Por fin ha llegado el momento de publicar la primera entrada de este apartado del Blog, que he de confesar, es mi favorito. Soy una maniaca adoradora de la gastronomía en todas sus facetas, de los vinos, la enología, de la cocina, de los mercados de ciudad y de pueblo, de los super markets como la Grand Epicerie de le Bon Marché y de Whole Food… Confieso abiertamente que no soy una mujer demasiado femenina ya que renuncio muy fácilmente a la peluquería, a los tacones, a las compras en HM y a cualquier extra, sobre todo en estos momentos de apretarse el cinturón al máximo, y soy muchísimo más feliz achuchando mi nariz contra un escaparate de una tienda de vinos o gourmet, y gastar los mini ahorros en el mercado de Potosí o en catar el último vino de menos de 8 euros que pueda descubrir.
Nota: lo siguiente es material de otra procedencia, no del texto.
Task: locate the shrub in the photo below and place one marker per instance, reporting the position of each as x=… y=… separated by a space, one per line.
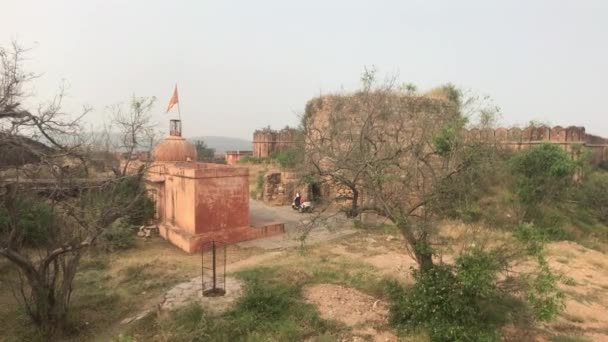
x=541 y=174
x=36 y=221
x=595 y=194
x=544 y=295
x=119 y=236
x=287 y=159
x=265 y=302
x=450 y=302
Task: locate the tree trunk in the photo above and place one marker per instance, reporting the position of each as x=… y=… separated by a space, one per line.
x=424 y=260
x=420 y=246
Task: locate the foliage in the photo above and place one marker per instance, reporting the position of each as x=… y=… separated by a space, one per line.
x=35 y=221
x=544 y=295
x=289 y=158
x=594 y=194
x=542 y=174
x=203 y=152
x=267 y=310
x=119 y=236
x=187 y=324
x=452 y=303
x=253 y=160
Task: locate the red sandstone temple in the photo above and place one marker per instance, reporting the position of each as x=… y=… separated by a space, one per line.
x=199 y=202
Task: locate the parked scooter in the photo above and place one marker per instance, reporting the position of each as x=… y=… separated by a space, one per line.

Esa es mi pasión, por encima de todo (menos de mi marido y mis chicos) y se puede uno imaginar cuantas trabas, cuanto estrés estúpido me ha supuesto esta entrada… Siendo una compulsiva obsesiva como soy, he dado vueltas y vueltas hasta sentirme lo suficientemente inconsciente para empezara a escribir sobre Restaurantes, vinos y Gastronomía ya que soy una simple aficionada. Eso si, desde los 8 años de edad. Y le he dado vueltas, miles de vueltas hasta tirarme a la piscina que se presenta ante mi mucho más vacía de lo que imaginaba, dándole millones de vueltas para seleccionar los primeros restaurantes de los que hablar… Hay tantos… Pero aquí estoy, manos a la obra, espero no romperme ningún diente… Había pensado en empezar con los restaurantes con la mejor selección de vinos por copa, ya que me deja sin aliento comer en un restaurante de primera (aunque el precio sea de cuarta y la carta de “Trattoria”) o disfrutar de un buen pincho y verme reducida a la selección típica de “Ribera o Rioja¿?” (cómo se puede pedir un vino por su situación geográfica considerando que hablamos de km de tierras distintas, en alza o en baja, en agua o en sequia… Y de uvas totalmente distintas… ¿¿????) y los nombres tan poco ilustres y tan tan convencionales de producción en serie e ilimitada (¿de donde sacaran tanta uva¿?lo se pero no pienso decirlo). Pero este es un tema que guardo para la siguiente entrada, en esta me conformare con contar mis pequeñas aventuras gastronómicas aun siendo una autentica principiante.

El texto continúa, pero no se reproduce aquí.